Gabriel hopes their attempts at restoration will bring back some sense of normalcy to their communities, whose memories and daily habits disappeared when their favourite bars, restaurants and boutiques were lost. “It’s very easy to turn my back and take my family elsewhere,” she says. “We’re trying, through this initiative, to heal our community because the destruction is so massive that it will always visually remind us of our trauma, and we will never heal if we don’t erase the consequence of what happened and have our beautiful city back.”
To donate to Beb w’ Shebbek, visit ulyp.org/donate.
Oleksandra El Zahran has used her Instagram account, @polleksandra, to call attention to Lebanon’s increasingly turbulent political situation and economic struggles. In the aftermath of the blast in the city of 361,000, she called out the government’s use of violence to quell the protests of frustrated youth and its refusal to tend to its grieving citizens.
Oleksandra El Zahran is still emotional when she thinks about August 4, the day her city crumbled around her. She was exercising outside, about four kilometres from the port, when the explosion knocked her to the ground, covering her in shards of glass. Later, when her mother rang from the Ukraine to check on her, the young activist recalls muting her phone so her sobbing wouldn’t be heard. Despite injuring her leg in the explosion, El Zahran didn’t seek medical treatment the traditional way. High on adrenaline, she first went to donate blood, then asked a medical student in a WhatsApp group for help so she wouldn’t clog the hospital system. For El Zahran, who has amassed 86,000 Instagram followers by speaking out about her country’s lack of infrastructure and the way women are treated under Lebanese laws, social media has been a vital tool for wrangling resources and drawing attention to the dire situation.

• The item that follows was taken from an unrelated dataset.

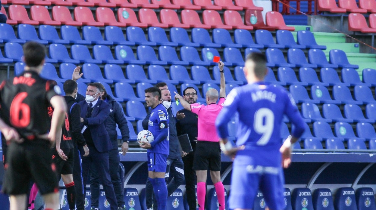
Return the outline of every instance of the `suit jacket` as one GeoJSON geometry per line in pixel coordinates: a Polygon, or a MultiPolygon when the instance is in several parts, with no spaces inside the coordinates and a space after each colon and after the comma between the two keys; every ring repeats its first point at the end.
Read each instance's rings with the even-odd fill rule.
{"type": "Polygon", "coordinates": [[[93,108],[91,116],[86,117],[88,104],[85,101],[79,102],[81,107],[81,117],[88,120],[88,124],[81,122],[81,128],[84,125],[90,129],[93,142],[97,150],[100,152],[108,151],[112,148],[108,133],[106,129],[106,120],[110,114],[110,105],[99,99],[93,108]]]}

El Zahran is understandably livid that her government’s negligence – it had been repeatedly warned that storing such large amounts of ammonium nitrate would be catastrophic – has once again torn apart her nation and is even more enraged at its failure to engage with people’s grief, noting that it has been expats and people around the world who have to come to Lebanon’s aid. “[First it was] no money, no water, no electricity, but now they have actually killed their people,” she says. “And we will never forget and forgive the murderers of Beirut. They can threaten us and oppress us but they won’t break us. There is nothing else for us to lose.”

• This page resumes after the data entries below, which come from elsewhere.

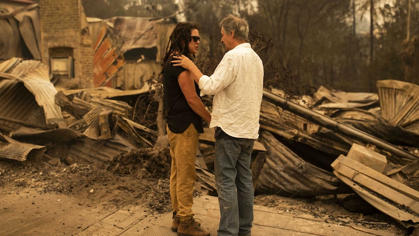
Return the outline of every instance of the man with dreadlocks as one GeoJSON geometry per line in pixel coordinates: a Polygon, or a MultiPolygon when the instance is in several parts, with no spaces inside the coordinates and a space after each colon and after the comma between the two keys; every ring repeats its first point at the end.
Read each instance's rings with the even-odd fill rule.
{"type": "Polygon", "coordinates": [[[221,20],[221,42],[227,51],[210,76],[182,55],[175,66],[193,75],[201,95],[214,95],[210,127],[215,130],[214,171],[218,203],[218,236],[250,236],[254,193],[250,169],[259,137],[263,65],[248,42],[249,24],[229,15],[221,20]]]}
{"type": "Polygon", "coordinates": [[[172,230],[180,236],[210,236],[195,221],[192,206],[198,133],[204,132],[202,119],[210,123],[211,115],[202,103],[200,91],[191,73],[170,62],[174,55],[194,57],[199,42],[198,25],[177,24],[170,35],[162,64],[166,131],[172,156],[172,230]]]}

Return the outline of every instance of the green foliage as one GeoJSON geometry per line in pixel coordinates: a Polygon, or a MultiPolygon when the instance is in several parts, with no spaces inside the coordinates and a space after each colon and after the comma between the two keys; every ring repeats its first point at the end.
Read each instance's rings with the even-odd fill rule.
{"type": "Polygon", "coordinates": [[[382,79],[419,83],[419,1],[412,1],[408,39],[408,0],[384,1],[373,2],[372,47],[369,34],[354,35],[352,21],[354,3],[355,15],[369,18],[370,0],[183,0],[184,9],[171,0],[84,0],[83,4],[88,16],[101,18],[165,17],[183,11],[208,39],[195,60],[207,74],[224,54],[218,23],[228,13],[244,17],[250,42],[263,61],[265,87],[293,95],[320,85],[374,91],[382,79]],[[248,7],[255,2],[257,8],[248,7]]]}

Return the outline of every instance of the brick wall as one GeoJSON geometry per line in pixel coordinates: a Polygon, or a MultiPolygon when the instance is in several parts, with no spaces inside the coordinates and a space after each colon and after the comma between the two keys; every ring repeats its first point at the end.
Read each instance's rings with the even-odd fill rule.
{"type": "Polygon", "coordinates": [[[74,78],[70,83],[91,88],[93,52],[91,36],[82,35],[82,21],[86,20],[82,11],[81,0],[40,0],[42,62],[50,65],[51,48],[72,48],[74,78]]]}

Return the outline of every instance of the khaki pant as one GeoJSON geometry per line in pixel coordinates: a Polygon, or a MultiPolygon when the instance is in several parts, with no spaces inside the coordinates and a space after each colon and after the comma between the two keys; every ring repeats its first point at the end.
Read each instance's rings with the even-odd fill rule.
{"type": "Polygon", "coordinates": [[[193,124],[182,133],[171,132],[166,127],[172,169],[170,174],[170,197],[173,210],[177,212],[181,221],[194,215],[193,186],[196,180],[195,160],[198,151],[198,133],[193,124]]]}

Before the blast, El Zahran was on the frontline of the country’s 2019 thawra, or revolution, determined to oust a government that has repeatedly failed to tend to the basic needs of its people. She used her Instagram account to share stories and information from around the country. “At that point social media was doing a faster job than news channels during the thawra. If someone got attacked [or] teargas was used, I would post it on my page,” she says.
Once again, El Zahran has logged on in the aftermath of the explosion, using her account to mobilise support to help communities in need: collecting toys and colouring equipment for children in damaged neighbourhoods; publicising a resident’s need for a medicine, which an expat sent over; collecting money to repair someone’s house.
El Zahran hopes the unity displayed in the aftermath of the explosion carries into concrete change for her nation. “Once we adapt we will lose the battle,” she says. “We need to [elect] people who have a plan to rescue Lebanon. [Actually] there is nothing to rescue, it’s rebuilding the system and the country from zero.”